说完又混不吝地笑了笑,眉梢扬得颇有精气神。
秦秀清:“……”
这口齿伶俐的混蛋。
左右那人是不能理解了,她又与那人置什么气呢?
在见着唐觅清的眼泪后,更是懊恼不已,心中的气闷亦被打消。
“阿清,你不要与我置气,对身体不好。”
唐觅清蹭了蹭美人额尖:
“你可得好好教教我。
俗话说,妇不教,妻之过,你这么生气,自己也得担一份不事教养的过错,可是你自己惹得自己掉小珍珠。”
秦秀清:“……”
“你这混蛋,还赖上我了是不?”
“偏就只赖你,你就说,你管不管我?”唐觅清微微抬着下巴问,将秦秀清往日那副骄矜的模样学了个九成。
秦秀清咬牙:“我现在就好好管管你。”
话音刚落,牙口也随之落下,掐着那截柔韧有劲的腰,不许那人逃。
东一口,西一口,又将那人身上弄得粉星点点。
妻妻俩抱作一团打闹,六只猫加入‘战场’,唐觅清无情拨开。
金毛银毛漫天飞洒。
“可得吃慢些,不然你等会――”
唐觅清提醒的话还没说完,美人果真滩软在她怀中,水涟涟的琥珀瞳似放出勾线,直着卷着引她上前。

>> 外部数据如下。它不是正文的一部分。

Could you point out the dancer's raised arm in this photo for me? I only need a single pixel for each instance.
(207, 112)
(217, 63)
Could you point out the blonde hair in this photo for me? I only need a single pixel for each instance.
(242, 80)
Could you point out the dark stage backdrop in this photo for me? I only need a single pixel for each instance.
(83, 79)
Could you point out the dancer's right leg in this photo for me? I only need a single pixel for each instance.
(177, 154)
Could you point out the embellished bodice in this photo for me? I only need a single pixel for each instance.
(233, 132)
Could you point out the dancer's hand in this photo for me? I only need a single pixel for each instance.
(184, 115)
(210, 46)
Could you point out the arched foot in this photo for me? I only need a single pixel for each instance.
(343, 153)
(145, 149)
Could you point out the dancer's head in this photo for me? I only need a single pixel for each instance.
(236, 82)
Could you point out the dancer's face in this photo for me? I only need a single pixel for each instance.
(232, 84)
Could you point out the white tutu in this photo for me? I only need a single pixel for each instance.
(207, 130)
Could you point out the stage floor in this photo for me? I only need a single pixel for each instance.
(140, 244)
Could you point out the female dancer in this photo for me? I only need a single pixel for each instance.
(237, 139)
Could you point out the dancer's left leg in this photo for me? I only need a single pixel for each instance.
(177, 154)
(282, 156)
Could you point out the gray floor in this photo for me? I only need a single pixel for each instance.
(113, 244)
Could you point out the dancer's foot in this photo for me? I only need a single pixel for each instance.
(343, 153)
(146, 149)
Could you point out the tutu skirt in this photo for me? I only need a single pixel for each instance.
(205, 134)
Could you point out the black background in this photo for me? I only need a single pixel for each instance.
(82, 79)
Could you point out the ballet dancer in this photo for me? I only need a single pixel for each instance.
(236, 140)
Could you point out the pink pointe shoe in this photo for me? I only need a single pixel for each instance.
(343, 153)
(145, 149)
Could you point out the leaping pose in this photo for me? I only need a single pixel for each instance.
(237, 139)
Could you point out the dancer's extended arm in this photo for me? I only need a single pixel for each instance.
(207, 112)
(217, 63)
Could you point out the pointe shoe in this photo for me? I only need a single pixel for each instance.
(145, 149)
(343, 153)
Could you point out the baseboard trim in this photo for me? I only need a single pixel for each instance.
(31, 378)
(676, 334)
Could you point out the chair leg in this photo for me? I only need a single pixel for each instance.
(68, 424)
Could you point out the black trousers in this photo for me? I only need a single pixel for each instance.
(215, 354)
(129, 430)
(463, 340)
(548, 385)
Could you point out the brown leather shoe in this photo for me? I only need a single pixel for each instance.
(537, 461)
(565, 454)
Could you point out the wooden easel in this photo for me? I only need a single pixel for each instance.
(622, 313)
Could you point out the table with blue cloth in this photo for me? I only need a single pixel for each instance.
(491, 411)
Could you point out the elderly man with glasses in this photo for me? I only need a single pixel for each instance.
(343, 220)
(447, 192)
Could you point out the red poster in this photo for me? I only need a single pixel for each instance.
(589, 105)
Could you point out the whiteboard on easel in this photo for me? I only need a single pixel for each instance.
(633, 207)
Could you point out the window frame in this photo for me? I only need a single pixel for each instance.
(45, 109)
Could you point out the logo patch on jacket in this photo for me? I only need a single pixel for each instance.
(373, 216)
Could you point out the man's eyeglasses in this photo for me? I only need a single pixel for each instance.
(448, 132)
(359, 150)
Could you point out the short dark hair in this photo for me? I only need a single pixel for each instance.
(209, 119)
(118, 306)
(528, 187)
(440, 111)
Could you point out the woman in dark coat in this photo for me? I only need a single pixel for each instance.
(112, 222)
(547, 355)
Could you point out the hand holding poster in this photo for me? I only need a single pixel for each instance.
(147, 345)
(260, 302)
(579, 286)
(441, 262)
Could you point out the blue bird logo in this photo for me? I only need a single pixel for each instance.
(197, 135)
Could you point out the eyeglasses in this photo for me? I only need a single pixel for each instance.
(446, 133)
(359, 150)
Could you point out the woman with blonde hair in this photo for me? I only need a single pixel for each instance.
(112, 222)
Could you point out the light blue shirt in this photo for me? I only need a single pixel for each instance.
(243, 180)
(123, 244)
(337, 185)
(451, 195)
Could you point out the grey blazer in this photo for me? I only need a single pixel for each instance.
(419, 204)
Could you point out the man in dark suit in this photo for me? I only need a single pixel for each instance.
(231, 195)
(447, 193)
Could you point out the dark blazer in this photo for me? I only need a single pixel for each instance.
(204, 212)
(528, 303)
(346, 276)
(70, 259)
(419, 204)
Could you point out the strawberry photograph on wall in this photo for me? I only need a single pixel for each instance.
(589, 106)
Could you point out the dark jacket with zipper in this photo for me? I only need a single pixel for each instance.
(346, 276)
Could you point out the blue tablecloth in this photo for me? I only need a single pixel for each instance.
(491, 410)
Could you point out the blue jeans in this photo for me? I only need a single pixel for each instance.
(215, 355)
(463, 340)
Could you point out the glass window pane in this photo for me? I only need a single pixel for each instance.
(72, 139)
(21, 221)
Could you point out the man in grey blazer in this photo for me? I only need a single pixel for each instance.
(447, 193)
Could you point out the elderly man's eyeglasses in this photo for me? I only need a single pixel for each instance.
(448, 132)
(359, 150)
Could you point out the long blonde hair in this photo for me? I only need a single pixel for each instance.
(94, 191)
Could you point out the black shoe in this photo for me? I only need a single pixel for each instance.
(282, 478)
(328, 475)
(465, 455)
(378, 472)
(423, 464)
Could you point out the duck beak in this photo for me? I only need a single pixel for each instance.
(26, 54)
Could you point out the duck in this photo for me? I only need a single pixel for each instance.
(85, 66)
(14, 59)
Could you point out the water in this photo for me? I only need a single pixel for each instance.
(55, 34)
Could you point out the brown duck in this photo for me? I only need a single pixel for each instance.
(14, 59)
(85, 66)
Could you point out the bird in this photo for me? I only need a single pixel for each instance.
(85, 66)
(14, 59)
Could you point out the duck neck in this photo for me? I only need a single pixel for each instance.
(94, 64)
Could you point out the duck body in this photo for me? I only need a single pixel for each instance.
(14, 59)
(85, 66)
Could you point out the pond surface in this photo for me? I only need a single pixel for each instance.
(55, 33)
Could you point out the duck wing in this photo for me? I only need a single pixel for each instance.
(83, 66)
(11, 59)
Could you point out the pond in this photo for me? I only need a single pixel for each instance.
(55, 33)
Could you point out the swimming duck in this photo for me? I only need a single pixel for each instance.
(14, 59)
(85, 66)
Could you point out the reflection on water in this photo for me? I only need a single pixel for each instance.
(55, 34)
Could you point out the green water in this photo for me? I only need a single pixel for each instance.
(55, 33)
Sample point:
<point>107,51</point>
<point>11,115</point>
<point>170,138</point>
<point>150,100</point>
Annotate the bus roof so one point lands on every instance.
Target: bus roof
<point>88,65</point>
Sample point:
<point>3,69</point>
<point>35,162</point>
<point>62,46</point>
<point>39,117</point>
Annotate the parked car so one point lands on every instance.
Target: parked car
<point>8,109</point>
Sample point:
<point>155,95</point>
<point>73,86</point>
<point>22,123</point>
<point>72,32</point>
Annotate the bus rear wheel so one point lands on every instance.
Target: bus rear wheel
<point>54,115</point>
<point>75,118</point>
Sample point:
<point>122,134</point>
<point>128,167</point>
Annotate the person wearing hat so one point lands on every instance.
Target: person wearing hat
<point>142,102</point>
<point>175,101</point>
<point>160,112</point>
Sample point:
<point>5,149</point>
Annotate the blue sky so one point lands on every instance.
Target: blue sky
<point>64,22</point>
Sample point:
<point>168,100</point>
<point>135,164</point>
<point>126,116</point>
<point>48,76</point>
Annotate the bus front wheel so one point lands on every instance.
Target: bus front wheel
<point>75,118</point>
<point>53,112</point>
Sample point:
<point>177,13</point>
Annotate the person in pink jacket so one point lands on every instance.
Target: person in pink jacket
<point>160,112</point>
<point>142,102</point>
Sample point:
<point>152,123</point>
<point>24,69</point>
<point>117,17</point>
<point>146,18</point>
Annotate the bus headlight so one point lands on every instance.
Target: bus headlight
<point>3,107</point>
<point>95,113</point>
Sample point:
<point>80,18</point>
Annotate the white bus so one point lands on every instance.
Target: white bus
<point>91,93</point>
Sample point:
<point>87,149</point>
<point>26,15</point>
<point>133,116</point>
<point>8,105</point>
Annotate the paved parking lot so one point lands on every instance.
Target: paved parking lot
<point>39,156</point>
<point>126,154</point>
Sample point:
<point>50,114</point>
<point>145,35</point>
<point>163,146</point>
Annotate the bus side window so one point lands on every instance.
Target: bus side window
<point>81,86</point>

她就知道,秦秀清那娇软的身段不需碰,自己也能倒,春水似的绵软。
唐觅清换好两人的衣服,带秦秀清重新出门。
被晕染得深浅不一的布料随意搭在沙发上。
秦秀清咬着唇不说话,撇开那家伙自去寻旁的妯娌聊天,唐觅清还巴巴地跟着,被一众夫人外室推搡到门外。
“孕妇家家的话题可不是二姐能听的,二姐请自便。”说话的夫人嘭一声关上门。
“我明天就怀一个。”唐觅清急眼。
房里边众妯娌捂嘴笑:“可是二姐嫂不太行呢。”
都是知道唐家情况的,这话只是调侃,唐觅清却听不得旁人说秦秀清的不是,站在门口朗声夸赞妻子:
“我家阿清冰肌玉骨仙容神貌,知性优雅端庄大方,上能料理得庄园井井有条,下可解决公司燃眉之忧,年纪轻轻便与我有了七个漂亮的小宝宝……”
一门之隔,众妯娌在房内笑得直抽抽,秦秀清听得耳根大臊,羞得直吼:“谁和你有七个小宝宝了!”
众人笑得更欢,喧闹将远处的妹妹也吸引过来,妹妹拉着唐觅清去远处玩,唐觅清被拽走,妯娌们方切入正题。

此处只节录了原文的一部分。